La lutte contre le commerce parallèle de tabac doit être une priorité au regard de ses conséquences sanitaires et fiscales. En Union européenne (UE), le poids du commerce parallèle représente 10 à 35% du marché en fonction des États membres. Le commerce parallèle de tabac pèse par exemple plus de 25% de la consommation en France, ce qui représente une perte fiscale directe de 3 milliards d’euros/an.
Nous savons à présent, notamment grâce au débat que j’ai organisé au Sénat le 23 novembre 2018, que plus de 98% du commerce parallèle de tabac est composé de cigarettes qui sortent des usines des 4 majors du tabac.

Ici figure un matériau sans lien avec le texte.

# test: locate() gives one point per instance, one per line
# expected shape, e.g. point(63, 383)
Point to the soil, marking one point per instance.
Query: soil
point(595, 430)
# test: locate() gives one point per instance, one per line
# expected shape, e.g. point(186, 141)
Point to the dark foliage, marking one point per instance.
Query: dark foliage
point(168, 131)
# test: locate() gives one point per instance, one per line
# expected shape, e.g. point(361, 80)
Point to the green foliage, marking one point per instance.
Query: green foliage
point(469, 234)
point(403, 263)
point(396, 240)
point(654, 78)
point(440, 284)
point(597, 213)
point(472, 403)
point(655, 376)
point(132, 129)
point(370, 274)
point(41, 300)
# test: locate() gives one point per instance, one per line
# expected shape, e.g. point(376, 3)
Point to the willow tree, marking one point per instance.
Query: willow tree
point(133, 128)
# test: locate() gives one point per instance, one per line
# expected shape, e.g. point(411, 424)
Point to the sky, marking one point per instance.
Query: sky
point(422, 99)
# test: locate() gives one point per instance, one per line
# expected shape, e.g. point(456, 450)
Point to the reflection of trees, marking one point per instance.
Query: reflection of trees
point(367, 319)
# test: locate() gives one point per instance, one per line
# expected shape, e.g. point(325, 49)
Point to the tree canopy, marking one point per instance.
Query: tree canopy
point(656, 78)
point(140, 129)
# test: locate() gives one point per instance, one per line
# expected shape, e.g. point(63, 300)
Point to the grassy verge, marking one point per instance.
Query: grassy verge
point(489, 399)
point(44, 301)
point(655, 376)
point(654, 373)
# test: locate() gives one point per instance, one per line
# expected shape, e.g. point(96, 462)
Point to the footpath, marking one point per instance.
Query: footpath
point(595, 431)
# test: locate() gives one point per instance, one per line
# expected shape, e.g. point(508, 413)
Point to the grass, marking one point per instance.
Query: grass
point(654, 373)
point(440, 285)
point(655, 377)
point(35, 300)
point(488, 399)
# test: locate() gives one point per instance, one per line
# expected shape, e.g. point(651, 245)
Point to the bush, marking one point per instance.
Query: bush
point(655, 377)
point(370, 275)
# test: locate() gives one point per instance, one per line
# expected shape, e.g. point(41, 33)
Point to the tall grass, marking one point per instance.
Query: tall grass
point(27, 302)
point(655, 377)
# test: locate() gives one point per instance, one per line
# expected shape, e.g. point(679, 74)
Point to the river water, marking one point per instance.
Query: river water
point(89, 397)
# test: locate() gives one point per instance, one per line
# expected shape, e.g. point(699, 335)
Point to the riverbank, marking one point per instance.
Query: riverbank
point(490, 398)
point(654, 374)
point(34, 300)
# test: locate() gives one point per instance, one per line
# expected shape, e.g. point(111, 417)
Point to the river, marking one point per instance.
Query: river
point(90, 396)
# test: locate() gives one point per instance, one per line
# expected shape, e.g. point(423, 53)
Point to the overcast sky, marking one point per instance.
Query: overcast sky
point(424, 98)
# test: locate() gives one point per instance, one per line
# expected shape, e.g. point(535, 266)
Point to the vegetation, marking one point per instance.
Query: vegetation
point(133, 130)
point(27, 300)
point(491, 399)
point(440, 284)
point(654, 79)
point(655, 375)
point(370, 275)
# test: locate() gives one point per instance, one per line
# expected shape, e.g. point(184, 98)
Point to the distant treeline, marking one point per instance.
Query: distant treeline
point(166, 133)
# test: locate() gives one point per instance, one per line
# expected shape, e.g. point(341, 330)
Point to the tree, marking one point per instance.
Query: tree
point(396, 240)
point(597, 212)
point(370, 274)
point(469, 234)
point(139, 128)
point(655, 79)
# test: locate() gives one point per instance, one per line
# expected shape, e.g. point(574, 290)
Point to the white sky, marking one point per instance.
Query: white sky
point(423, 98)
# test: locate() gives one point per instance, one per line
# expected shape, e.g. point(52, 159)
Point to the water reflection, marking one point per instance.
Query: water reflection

La compréhension de cette donnée est fondamentale en ce sens qu’elle doit conditionner les solutions à mettre en œuvre pour lutter contre ce fléau organisé sciemment par les fabricants de tabac.
A ce jour, deux systèmes de lutte contre le commerce parallèle de tabac et basés sur la traçabilité des produits se confrontent : celui préconisé par l’Organisation Mondiale de la Santé (OMS) et plus particulièrement par son Protocole « pour éliminer le commerce illicite du tabac » élaboré en 2012 et entré en vigueur le 25 septembre 2018, et celui préconisé par l’Union européenne (UE) et plus particulièrement les articles 15 et 16 de sa Directive Tabac de 2014, déclinés au travers des « actes d’exécution et délégués » adoptés en 2018.
Schématiquement, le Protocole de l’OMS exige que la traçabilité des produits du tabac (paquets de cigarettes, poches de tabac à rouler, cartouches, cartons, palettes) soit strictement indépendante des fabricants de tabac, alors que la solution préconisée par l’UE confie plusieurs missions aux fabricants de tabac et à ses partenaires historiques. Or, depuis son entrée en vigueur le 25 septembre 2018, le Protocole de l’OMS est devenu une norme juridique supérieure aux directives européennes et aux lois nationales. Pourtant le gouvernement français vient de publier au Journal Officiel (JO) du 9 mars 2019 un décret relatif à la traçabilité des produits du tabac qui vise à mettre en œuvre la seule Directive Tabac, en ne tenant pas compte de l’entrée en vigueur du Protocole et du caractère incontournable de ses obligations.
Aujourd’hui j’ai saisi à la fois la Cour de Justice de l’Union Européenne et le Conseil d’État sur la non-conformité de ce décret au droit de l’Organisation Mondiale de la Santé, et notamment du premier protocole à la Convention Cadre de lutte anti-tabac pour éliminer le commerce illicite de tabac (le « Protocole »), ceci aux fins de l’annulation de l’acte administratif pris en violation de ce texte. En effet, au sens où le décret n° 2019-177 du 8 mars 2019 paru au Journal Officiel de la République Française du 9 mars 2019 ne vise à mettre en œuvre qu’une partie du système de traçabilité des produits du tabac tel que défini par le Protocole de l’OMS en laissant de facto les fabricants de tabac, directement ou via des entreprises qu’elles auront discrétionnairement sélectionnées, gérer toutes les autres étapes du système de traçabilité, le dispositif est contraire à l’article 8 du Protocole de l’OMS.
De plus aucune mise en concurrence, aucun appel d’offre n’ont été organisés par le gouvernement français qui a choisi de manière discrétionnaire l’Imprimerie Nationale pour la génération des codes, qui ne représente, on l’a vu, qu’un quart d’une solution de traçabilité telle que définie par le Protocole de l’OMS, le reste étant géré par les cigarettiers et leurs alliés, alors qu’ils nourrissent sciemment le commerce parallèle.
Plusieurs associations anti-tabac ont de même dénoncé la non-conformité des textes européens par rapport au Protocole de l’OMS, comme le Comité National Contre le Tabagisme (CNCT) ou Smoke Free Partnership.